Kong: Skull Island (2017)

kong1About a third of the way through Kong: Skull Island, Warner Brothers latest bid to recapture the franchise crown from the house of mouse, marooned Second World War airman Hank Marlow (John C. Reilly) yells how happy he is that a military expedition has finally arrived to save him – ‘I heard you were coming, they told me you were here’ he feverishly exclaims. The problem with this exchange is that he is alone on the remote pacific atoll of Skull Island, exiled since he crash landed almost thirty years ago,  apart from the standard issue deployment of a primitive tribe whom have also just discovered the expedition, mere moments before. His potential saviours are a reassigned Vietnam Marine unit – this film is set in the early 1970’s for no qualitatively discernible reason – captained by a standard issue Samuel L. Jackson blustering lazily through his usual blockbuster bricolage. That such a elemental disregard for narrative script logic has surpassed the studio QC test speaks volumes of this  productions disregard for the audiences intelligence (who are they, exactly?), the incremental tip of an insulting iceberg, in what I am afraid to report is this year’s worst movie so far – and I’ve seen Hacksaw Ridge.

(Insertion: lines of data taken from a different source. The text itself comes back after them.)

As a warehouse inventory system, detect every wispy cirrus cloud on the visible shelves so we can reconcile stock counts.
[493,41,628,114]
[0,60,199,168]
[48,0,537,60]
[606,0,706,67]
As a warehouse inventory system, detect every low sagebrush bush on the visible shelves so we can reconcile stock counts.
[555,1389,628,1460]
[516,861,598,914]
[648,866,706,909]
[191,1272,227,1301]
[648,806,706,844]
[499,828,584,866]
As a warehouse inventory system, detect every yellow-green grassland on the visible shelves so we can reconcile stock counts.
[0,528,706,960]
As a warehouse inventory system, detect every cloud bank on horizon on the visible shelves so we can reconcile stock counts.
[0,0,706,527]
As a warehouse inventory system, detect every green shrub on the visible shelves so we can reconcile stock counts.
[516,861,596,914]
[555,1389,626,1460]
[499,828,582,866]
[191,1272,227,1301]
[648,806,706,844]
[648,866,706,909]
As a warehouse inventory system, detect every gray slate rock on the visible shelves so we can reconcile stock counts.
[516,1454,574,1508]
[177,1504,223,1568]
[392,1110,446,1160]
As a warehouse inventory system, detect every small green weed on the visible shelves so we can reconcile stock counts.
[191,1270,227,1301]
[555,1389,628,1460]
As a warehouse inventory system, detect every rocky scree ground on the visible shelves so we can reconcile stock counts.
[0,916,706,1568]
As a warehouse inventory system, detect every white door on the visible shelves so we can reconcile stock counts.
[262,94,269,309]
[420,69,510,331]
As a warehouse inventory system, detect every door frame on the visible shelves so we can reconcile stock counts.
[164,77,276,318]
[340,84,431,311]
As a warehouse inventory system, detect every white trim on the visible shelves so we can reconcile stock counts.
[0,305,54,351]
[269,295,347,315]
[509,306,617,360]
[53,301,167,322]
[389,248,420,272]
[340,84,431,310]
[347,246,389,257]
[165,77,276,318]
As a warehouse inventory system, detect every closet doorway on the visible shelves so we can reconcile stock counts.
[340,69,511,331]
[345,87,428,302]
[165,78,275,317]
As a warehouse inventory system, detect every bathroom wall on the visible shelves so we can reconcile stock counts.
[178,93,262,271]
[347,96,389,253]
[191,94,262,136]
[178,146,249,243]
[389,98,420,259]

kong5So let’s rewind a little and outline the plot, as much as there is a semblance of such things. Bill Randa (John Goodman) is the senior executive of the secretive government organisation codenamed Monarch, a unit charged with investigating the mysterious and clandestine caverns of the globe. Despite being enveloped in a mysterious, permanent storm which obscures any satellite penetration (not to mention defying the laws of physics) he has spent years lobbying for an expedition to  Skull Island, a remote archipelago situated in the deeps of the Pacific Ocean, which due to its unique qualities has never been crawled over by scientists like a phalanx of curious climate attuned toddlers. So finally, despite being ignored  by centuries of inquisitive homo-sapien exploration Randa finally convinces the powers that be to assemble a B-Movie battalion of character tropes to see what’s going on,  and whom, or indeed what might be roaming around this Eukaryoteic eden.

kong2Quite how you waste an ensemble cast of Tom Hiddleston, John Goodman, Brie Larson, Jing Tian, Toby Kebbell, John Ortiz, Corey Hawkins, Jason Mitchel, Shea Whigham, Thomas Mann and Terry Notary  is a gargantuan achievement, as no attention has been aimed at assembling any sliver of adventurous creation, Hiddleston in particular being spectacularly miscast as some roguish adventurer in a desperate grasp for Han Solo symbiosis. Second lead Larson as Mason Weaver, a self-proclaimed ‘anti-war’ photographer recruited to the mission also yields no internal instruction or arc, no political purchase or indeed personality, but she does get the ‘best’ line in the film when she reports for duty and a surprised military attaché exclaims ‘Mason Weaver? But (dramatic pause, scrolling through the ship deployment manifest)…but…you’re a woman?’…’Last time I checked!’ she retorts. Alas, I am not joking.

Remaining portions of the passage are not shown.